Tal sistema de controle também é conhecido como “sistema europeu”, por ter se disseminado na Europa após a Segunda Guerra Mundial, sendo adotado em países como Portugal, Espanha, Alemanha e Itália. O método também influenciou em parte o Legislador brasileiro, tendo sido introduzido em coexistência com o controle difuso mediante emenda à Constituição brasileira de 1946.

Atualmente o Brasil optou por um sistema misto de controle, que combina as características do sistema difuso com métodos do sistema concentrado, em um autêntico controle misto de constitucionalidade (confira aqui explanação de Gilmar Mendes).

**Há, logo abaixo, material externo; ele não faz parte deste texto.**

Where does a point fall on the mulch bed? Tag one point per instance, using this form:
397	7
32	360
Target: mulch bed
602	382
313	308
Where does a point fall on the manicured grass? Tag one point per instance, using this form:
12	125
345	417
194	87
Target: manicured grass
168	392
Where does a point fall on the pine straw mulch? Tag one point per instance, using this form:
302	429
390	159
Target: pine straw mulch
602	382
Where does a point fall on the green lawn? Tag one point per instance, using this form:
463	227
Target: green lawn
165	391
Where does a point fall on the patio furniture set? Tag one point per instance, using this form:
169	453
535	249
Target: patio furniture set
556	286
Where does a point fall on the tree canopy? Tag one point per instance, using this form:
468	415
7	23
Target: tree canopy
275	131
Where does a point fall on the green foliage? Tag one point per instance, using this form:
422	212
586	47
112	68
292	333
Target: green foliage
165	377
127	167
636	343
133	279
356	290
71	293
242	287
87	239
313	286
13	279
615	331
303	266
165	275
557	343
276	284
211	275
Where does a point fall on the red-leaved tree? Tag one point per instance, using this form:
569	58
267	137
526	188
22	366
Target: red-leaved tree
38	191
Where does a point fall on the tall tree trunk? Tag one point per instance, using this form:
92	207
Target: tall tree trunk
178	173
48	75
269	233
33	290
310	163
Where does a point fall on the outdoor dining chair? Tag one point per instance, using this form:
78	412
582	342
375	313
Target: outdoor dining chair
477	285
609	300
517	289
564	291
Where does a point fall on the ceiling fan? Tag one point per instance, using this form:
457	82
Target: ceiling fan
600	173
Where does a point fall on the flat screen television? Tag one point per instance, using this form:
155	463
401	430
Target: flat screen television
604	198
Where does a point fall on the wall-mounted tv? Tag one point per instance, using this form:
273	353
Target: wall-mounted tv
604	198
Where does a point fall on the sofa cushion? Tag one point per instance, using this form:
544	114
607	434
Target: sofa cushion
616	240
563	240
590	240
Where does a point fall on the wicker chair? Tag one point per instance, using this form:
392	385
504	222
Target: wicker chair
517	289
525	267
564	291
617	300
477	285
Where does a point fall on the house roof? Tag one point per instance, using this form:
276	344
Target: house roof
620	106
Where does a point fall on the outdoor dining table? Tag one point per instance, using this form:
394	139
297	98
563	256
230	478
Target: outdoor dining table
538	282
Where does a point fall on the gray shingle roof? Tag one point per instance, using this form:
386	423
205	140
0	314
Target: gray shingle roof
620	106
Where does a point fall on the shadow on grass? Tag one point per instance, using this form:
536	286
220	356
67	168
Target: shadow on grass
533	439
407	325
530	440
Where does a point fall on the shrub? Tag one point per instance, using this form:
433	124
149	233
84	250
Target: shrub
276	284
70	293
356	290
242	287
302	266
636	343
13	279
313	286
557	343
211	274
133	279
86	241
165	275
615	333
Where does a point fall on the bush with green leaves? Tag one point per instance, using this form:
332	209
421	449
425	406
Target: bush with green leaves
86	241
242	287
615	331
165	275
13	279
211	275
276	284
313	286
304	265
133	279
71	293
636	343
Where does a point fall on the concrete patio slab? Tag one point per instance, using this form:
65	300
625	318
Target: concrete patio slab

Se, por um lado todo e qualquer magistrado permanece com a competência para reconhecer a incompatibilidade de uma norma em relação à Constituição tal aptidão coexiste harmonicamente com a possibilidade de o Supremo Tribunal Federal julgar as chamadas “Ações Diretas” (Ação Direta de Inconstitucionalidade, Ação Declaratória de Constitucionalidade e Arguição de Descumprimento de Preceito Fundamental), as quais são dotadas de eficácia erga omnes e efeito vinculante.

Isto significa que no sistema em vigor no Brasil o reconhecimento de inconstitucionalidade em sede de controle concentrado pelo STF acarreta a exclusão da norma do sistema jurídico, independentemente de qualquer providência ulterior da parte do Legislador. Tais decisões, por possuírem o chamado “efeito vinculante”, devem ser seguidas pelos juízes de todas as instâncias do Poder Judiciário.

O Supremo, porém, atua em ambas as frentes do controle de constitucionalidade, pois também julga casos em que o controle é feito de forma incidental (como em Recursos Extraordinários ou julgamentos de Habeas Corpus[4]). Em tais situações, a decisão do STF não é oponível aos magistrados de instâncias inferiores, a não ser que seja editada Súmula Vinculante[5] sobre o tema, ou que se trate de Recurso Extraordinário julgado sob o regime da Repercussão Geral[6].

É neste contexto da coexistência entre controle difuso e controle concentrado que se localiza a temática do “controle de convencionalidade”[7], como mecanismo de tutela da força normativa de tratados internacionais de Direitos Humanos devidamente incorporados ao Direito positivo brasileiro.

Todavia, para poder compreender o instituto do “controle de convencionalidade” torna-se imprescindível uma abordagem inicial acerca do regime constitucional dos tratados internacionais de Direitos Humanos, objeto do tópico seguinte.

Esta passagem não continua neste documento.